795. Government agencies were structured to implement the policies and priorities of the Minister they reported to, with strong vertical reporting lines and no formal tools for cross agency working. For individual care settings, agencies were only looking at and advising individual Ministers on problems in care relevant to them. When individual government agencies identified a problem relevant to them and designed policy solutions, they were designing policy solutions for discrete parts of a care setting – even though that problem and solution likely applied across all settings.
797. Many of the strategies relevant to care settings in the 1990s, while they demonstrated strategic thinking and attempts at a cross-departmental strategic approach, failed to deliver widespread change due to factors like a lack of clear targets; lack of progress reviews; changes of government which saw priorities shift; and difficulty navigating agency silos. Different targets and bureaucratic processes across agencies and a focus on individual output arrangements could all act as barriers.

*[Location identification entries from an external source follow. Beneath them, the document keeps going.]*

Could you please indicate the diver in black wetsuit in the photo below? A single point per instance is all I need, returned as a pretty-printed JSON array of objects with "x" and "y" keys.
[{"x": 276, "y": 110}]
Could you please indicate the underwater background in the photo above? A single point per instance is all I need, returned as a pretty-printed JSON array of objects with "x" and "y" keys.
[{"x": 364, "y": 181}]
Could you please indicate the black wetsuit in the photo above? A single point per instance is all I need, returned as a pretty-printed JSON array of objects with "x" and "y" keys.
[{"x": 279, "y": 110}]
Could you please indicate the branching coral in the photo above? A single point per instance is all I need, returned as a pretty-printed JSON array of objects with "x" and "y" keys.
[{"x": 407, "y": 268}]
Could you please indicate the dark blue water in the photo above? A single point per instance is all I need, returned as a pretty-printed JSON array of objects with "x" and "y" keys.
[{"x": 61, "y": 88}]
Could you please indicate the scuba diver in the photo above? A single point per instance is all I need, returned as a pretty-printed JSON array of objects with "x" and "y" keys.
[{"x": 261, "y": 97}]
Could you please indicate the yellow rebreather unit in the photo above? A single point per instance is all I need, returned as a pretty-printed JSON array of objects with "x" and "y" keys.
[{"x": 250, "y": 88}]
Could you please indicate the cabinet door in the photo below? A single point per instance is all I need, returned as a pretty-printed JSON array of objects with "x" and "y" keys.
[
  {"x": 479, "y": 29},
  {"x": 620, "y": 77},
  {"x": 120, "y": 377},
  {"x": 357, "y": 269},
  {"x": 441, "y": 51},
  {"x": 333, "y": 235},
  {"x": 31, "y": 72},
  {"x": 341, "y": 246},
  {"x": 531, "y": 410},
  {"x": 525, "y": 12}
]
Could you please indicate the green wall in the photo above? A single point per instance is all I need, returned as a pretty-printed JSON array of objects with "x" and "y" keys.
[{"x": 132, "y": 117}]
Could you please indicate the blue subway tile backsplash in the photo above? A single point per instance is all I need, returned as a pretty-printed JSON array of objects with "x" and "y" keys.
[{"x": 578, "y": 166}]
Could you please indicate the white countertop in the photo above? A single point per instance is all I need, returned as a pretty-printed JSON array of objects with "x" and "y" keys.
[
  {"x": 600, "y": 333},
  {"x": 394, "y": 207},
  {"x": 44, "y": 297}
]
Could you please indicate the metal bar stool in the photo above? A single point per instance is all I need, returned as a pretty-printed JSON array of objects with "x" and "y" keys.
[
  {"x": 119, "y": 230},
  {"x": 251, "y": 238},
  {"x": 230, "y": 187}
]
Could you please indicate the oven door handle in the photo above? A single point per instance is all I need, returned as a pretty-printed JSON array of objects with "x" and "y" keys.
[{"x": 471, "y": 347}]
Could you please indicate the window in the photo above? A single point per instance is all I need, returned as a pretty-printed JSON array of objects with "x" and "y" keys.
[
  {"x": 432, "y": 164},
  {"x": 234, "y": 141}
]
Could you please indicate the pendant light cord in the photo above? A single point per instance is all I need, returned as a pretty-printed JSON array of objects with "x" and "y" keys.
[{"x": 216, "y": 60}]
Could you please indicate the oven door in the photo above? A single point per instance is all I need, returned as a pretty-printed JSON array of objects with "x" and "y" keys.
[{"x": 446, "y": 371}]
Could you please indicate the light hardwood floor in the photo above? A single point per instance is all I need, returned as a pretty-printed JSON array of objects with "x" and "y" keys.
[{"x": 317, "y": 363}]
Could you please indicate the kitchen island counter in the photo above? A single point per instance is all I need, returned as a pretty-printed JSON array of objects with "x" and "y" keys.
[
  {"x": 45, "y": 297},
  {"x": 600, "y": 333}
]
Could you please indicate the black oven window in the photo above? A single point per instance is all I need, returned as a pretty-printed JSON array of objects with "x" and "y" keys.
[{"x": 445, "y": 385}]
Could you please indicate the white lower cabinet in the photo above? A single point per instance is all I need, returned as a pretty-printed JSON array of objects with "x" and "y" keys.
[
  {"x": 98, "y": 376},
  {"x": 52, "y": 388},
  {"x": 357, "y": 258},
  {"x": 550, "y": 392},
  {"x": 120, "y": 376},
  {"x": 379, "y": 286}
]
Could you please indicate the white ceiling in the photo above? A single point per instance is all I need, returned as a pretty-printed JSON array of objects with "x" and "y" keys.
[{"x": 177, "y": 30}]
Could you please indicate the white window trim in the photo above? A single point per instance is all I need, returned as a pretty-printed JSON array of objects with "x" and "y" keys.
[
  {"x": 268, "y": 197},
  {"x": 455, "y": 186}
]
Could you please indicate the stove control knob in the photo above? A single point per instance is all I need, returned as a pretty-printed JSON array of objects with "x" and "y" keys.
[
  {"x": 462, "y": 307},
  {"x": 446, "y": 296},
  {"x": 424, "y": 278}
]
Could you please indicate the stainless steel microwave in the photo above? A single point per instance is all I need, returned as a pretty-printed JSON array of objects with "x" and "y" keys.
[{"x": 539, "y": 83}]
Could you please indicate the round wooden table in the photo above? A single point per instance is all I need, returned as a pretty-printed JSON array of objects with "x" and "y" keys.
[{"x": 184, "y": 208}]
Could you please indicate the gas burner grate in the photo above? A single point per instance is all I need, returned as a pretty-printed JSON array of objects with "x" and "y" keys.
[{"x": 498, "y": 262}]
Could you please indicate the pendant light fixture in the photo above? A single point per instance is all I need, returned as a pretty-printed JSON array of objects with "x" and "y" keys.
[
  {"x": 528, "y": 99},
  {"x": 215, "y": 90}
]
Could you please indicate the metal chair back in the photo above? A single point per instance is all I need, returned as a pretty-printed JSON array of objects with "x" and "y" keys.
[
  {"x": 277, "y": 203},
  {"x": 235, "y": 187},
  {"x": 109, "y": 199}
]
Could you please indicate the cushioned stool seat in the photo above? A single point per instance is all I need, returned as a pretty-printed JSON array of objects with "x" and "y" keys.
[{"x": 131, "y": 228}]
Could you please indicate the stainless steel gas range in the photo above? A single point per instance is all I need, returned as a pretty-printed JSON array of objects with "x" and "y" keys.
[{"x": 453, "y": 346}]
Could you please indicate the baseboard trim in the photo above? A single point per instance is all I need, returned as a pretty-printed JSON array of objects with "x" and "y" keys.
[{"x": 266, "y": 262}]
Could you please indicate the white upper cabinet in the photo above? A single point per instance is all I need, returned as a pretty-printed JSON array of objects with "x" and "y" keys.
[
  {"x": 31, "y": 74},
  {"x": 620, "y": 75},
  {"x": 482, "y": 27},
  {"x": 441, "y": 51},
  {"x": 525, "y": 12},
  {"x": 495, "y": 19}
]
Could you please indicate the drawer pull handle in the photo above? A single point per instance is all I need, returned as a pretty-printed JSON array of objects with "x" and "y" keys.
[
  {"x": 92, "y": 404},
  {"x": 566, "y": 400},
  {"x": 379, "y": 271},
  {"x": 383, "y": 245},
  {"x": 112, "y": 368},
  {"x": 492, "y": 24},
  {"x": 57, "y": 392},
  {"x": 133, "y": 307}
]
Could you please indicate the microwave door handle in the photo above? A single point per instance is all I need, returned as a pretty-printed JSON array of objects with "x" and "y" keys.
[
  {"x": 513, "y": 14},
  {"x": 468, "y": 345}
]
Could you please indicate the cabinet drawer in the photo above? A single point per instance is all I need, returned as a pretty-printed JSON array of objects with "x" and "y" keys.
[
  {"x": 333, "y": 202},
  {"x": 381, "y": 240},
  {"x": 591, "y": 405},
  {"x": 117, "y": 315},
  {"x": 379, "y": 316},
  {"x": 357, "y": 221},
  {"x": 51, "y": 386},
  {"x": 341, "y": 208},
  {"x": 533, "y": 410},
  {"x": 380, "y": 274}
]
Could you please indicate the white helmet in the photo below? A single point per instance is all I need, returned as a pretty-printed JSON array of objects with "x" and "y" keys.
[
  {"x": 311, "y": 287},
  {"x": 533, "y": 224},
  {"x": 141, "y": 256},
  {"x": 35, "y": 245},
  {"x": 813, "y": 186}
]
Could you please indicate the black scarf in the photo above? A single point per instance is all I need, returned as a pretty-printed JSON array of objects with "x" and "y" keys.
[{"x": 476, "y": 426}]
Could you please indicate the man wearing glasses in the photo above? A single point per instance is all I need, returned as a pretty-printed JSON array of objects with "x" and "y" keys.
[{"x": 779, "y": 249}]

The State did not implement a national care safety framework
798. The State should have responded to signs of systemic abuse and neglect, and that the care system was failing children, young people and adults in care, with a national framework to safeguard all people in care and prevent and respond to abuse and neglect.
Conclusion on the State’s responsibility for Care
818. The State had a responsibility to provide a coherent and comprehensive care system that effectively safeguarded all people in care. It had a responsibility to monitor that system, to know whether people in care were being safeguarded, and to act decisively when it knew abuse or neglect had happened, to prevent it happening again, and ensure abusers and care providers were held accountable.
819. The State had responsibilities to protect the human rights of families, whānau, and people in care. The State was also responsible for giving effect to the guarantees it made to Māori in te Tiriti o Waitangi.
820. Instead, there were grave breaches of standards of care and te Tiriti o Waitangi across all settings and throughout the Inquiry period.
821. There is evidence to suggest that the State knew the potential nature and extent of the abuse and neglect in care but did not take steps to investigate further. Instead, it took a defensive, adversarial approach to deny, defeat or limit claims of abuse and neglect with the aim of avoiding the financial and legal implications of being found accountable.[1101] There was evidence that the State was not only aware of deliberate steps to move, protect or employ abusers, but in many instances, it was senior leaders within the State taking those deliberate steps. The Inquiry is not aware of any senior leaders being held to account for abuse and neglect, or for taking deliberate steps to avoid accountability.
822. There is consistent and persistent evidence that the State prioritised managing its reputation, limited its liability and accountability, neutralised or covered over institutional abuse, over safeguarding people in care, despite fifty years of evidence and awareness that all parts of the care system were failing people in care.
Summary
In summary this report was highly critical of Gloriavale as an institution. They believe there is no place for institutions like this in New Zealand to exist.
We need a total investigation into this issue. Ultimately there will need to be a full Commission of Inquiry into Gloriavale.
Leavers are taking things into their own hands making use of the courts – but ultimately they shouldn’t have needed to do that. The State has not been helpful to them so far.